Шапир, к сожалению, сводит прагматическую революцию авангарда либо к эпатажному поведению, либо к представлению неэстетических объектов в качестве эстетических. Несколько дальше идет Руднев, объявляющий авангардным явлением роман Чернышевского «Что делать?», коль скоро первые читатели должны были видеть в нем не художественный текст, а политическую прокламацию.
То же самое происходит и в архитектуре. Белые здания раннего Корбюзье или чистые плоскости конструктивизма — это новый язык, многим непонятный и до сих пор у многих вызывающий раздражение.
Напротив, Паундбери или постройки Квинлана Терри демонстративно пользуются старым, даже, на чей-то взгляд, архаичным языком, но выстраивают совершенно особые отношения с реальностью, обманывая наши ожидания, заранее сформированные нашим представлением о современной архитектуре.
Получается, что традиционалисты и революционеры едины в своем представлении о прошлом, как о завершенной и закрытой от нас реальности. Разница только в том, что одни радостно сбрасывают это прошлое с парохода современности, а другие — изобретают его заново.

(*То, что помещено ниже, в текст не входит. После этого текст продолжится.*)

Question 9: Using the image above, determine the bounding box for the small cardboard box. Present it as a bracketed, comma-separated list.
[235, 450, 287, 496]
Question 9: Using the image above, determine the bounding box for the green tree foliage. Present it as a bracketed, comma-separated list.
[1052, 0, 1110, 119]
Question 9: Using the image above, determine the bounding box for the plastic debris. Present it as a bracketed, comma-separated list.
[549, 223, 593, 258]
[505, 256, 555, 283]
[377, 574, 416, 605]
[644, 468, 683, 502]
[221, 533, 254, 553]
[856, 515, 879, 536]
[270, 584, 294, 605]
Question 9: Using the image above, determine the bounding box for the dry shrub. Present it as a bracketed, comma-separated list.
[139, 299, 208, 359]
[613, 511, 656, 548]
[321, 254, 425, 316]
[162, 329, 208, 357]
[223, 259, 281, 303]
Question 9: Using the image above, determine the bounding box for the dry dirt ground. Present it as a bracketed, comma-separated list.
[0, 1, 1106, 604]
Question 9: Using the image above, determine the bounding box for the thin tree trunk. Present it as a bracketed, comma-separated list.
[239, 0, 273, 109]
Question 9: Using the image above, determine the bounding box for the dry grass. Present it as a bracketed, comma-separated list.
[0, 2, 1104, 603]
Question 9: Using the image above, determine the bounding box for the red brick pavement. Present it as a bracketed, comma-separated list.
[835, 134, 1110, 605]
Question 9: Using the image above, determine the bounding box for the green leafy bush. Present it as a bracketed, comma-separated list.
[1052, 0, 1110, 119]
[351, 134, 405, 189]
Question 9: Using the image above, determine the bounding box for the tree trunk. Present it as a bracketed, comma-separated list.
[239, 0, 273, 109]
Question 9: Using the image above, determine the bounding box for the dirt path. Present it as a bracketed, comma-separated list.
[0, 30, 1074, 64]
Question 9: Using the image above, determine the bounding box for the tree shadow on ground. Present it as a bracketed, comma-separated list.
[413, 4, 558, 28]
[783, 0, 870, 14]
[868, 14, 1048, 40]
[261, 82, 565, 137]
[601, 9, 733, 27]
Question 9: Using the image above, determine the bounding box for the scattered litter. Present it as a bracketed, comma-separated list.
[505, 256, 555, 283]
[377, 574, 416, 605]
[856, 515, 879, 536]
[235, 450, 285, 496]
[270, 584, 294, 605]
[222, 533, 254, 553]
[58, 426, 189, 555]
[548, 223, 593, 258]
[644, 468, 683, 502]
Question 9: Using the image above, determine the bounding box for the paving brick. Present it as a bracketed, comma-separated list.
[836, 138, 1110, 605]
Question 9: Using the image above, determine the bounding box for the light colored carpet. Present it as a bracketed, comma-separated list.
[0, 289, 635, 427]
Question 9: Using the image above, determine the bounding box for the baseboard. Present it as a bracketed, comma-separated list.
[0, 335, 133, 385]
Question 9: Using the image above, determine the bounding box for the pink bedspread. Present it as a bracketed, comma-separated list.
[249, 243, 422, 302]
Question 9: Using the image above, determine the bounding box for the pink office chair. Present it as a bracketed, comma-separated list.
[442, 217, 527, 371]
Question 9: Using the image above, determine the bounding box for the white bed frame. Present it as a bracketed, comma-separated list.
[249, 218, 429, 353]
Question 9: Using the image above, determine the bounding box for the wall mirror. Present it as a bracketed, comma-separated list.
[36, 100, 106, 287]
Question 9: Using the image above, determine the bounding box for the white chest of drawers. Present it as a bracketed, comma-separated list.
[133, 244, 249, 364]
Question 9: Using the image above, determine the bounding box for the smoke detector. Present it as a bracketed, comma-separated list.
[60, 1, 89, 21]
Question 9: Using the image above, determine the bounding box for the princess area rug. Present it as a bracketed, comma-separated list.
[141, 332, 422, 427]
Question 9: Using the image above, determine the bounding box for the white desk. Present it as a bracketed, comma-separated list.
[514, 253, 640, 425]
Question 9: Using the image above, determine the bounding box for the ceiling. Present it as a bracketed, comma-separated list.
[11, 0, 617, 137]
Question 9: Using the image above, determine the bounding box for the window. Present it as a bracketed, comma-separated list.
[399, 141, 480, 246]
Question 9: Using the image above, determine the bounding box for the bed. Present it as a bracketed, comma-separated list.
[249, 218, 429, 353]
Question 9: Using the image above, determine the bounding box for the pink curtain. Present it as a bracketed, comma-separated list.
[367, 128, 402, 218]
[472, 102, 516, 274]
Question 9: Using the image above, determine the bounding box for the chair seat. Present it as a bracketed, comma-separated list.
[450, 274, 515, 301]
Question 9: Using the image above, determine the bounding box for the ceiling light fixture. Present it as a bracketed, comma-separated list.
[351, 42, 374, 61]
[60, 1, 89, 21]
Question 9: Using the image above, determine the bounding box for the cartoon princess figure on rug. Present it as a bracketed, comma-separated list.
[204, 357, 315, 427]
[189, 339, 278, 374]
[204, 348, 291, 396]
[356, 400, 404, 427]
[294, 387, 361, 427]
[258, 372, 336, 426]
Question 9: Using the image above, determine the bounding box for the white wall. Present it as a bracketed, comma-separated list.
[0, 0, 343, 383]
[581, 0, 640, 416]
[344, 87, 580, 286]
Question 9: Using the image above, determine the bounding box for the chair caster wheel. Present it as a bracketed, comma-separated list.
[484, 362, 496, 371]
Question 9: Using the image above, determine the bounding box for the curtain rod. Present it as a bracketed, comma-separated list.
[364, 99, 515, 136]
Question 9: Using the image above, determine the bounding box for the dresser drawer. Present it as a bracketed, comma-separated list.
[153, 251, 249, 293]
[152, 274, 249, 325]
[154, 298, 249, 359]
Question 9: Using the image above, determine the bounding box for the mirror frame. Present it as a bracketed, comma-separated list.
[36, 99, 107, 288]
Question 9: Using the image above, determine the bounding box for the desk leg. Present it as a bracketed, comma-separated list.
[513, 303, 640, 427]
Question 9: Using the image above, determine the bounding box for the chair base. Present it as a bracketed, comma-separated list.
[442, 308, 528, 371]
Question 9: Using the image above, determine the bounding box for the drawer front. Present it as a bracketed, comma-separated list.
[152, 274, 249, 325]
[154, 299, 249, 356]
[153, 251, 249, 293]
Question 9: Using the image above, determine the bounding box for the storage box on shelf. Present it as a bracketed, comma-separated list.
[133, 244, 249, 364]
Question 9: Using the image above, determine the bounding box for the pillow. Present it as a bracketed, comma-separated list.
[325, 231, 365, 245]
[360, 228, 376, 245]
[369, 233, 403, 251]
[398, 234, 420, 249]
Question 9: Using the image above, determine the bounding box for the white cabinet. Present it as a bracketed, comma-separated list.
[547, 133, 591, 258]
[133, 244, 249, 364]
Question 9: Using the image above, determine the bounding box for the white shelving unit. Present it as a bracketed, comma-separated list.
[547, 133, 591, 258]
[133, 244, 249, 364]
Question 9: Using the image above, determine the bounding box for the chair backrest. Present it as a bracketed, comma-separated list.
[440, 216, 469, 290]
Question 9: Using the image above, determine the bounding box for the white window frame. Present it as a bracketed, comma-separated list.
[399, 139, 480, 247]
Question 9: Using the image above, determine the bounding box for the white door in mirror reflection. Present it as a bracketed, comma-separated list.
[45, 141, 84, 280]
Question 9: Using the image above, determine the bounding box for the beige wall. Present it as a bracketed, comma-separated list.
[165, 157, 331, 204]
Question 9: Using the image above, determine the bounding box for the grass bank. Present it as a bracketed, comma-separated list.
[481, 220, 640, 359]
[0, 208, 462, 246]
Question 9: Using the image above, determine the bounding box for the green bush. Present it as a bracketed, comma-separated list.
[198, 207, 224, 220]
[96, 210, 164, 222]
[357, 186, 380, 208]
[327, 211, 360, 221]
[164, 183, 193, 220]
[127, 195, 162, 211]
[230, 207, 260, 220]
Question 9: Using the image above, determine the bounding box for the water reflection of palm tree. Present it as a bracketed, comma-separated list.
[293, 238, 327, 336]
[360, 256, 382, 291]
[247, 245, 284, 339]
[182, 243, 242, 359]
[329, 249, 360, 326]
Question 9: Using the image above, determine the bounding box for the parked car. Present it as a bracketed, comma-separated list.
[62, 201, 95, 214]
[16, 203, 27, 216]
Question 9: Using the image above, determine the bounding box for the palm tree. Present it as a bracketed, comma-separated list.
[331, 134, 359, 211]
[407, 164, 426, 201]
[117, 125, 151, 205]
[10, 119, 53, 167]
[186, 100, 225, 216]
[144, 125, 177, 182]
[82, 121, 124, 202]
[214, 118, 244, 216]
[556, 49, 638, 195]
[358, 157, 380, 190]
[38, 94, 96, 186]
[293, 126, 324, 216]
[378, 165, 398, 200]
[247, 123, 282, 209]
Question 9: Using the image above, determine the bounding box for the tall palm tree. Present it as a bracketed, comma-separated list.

В России тема изобретения прошлого не теряет актуальности уже много лет, причем это происходит стараниями самой власти. За примерами не надо ходить далеко. Можно вспомнить и неутихающий скандал вокруг фильма Алексея Учителя «Матильда», и многочисленные высказывания министра культуры Владимира Мединского, разъясняющего, какая история нам нужна, а какая — нет. Эти явления свидетельствуют о том, что областей реальности, которые не поддавались бы воздействию слова (в самом авангардном его понимании), скоро вообще не останется.